Zum runden Jubiläum wartet das ZDF mit zahlreichen Neuerungen auf. In Kooperation mit der Universität Leipzig entwickelte der Sender ein Portal, mit dem unkompliziert Daten zu den archivierten ZDF-Sendungen aus rund 60 Jahren Programmgeschichte zugänglich sind. Das zunächst auf zwei Jahre befristete Pilotprojekt dürfte speziell für die Community der Kommunikations- und Filmwissenschaftler *innen von höchstem Interesse sein. Auch für die Programmmacher*innen von Radiosendern und anderen Audio-Medien bietet das Zweite einen besonderen Service an: Sie erhalten Zugang zu einem Archiv mit den jeweils freigegebenen O-Tönen der Protagonist*innen aktueller Produktionen samt Transkription sowie Links zu den jeweiligen Pressemappen.

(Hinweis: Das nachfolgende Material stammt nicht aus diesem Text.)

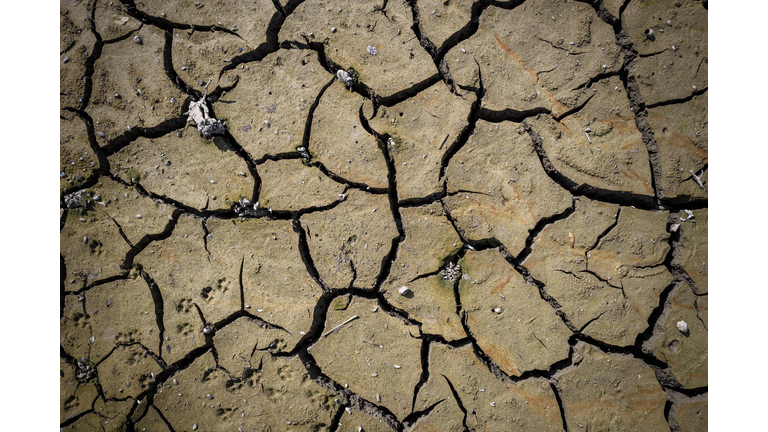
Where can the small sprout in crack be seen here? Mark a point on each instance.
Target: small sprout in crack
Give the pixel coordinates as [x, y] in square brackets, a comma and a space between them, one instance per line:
[84, 371]
[452, 272]
[244, 208]
[348, 77]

Normale Coach-Potatoes kommen ebenfalls auf ihre Kosten: Die ZDFmediathek feiert das Jubiläum mit einem Themenschwerpunkt der Serien- und Filmhits aus den vergangenen 60 Jahren, darunter sämtliche Folgen von Kultklassikern wie „Das Traumschiff“, „Der Bergdoktor“ sowie „Die Bergretter“.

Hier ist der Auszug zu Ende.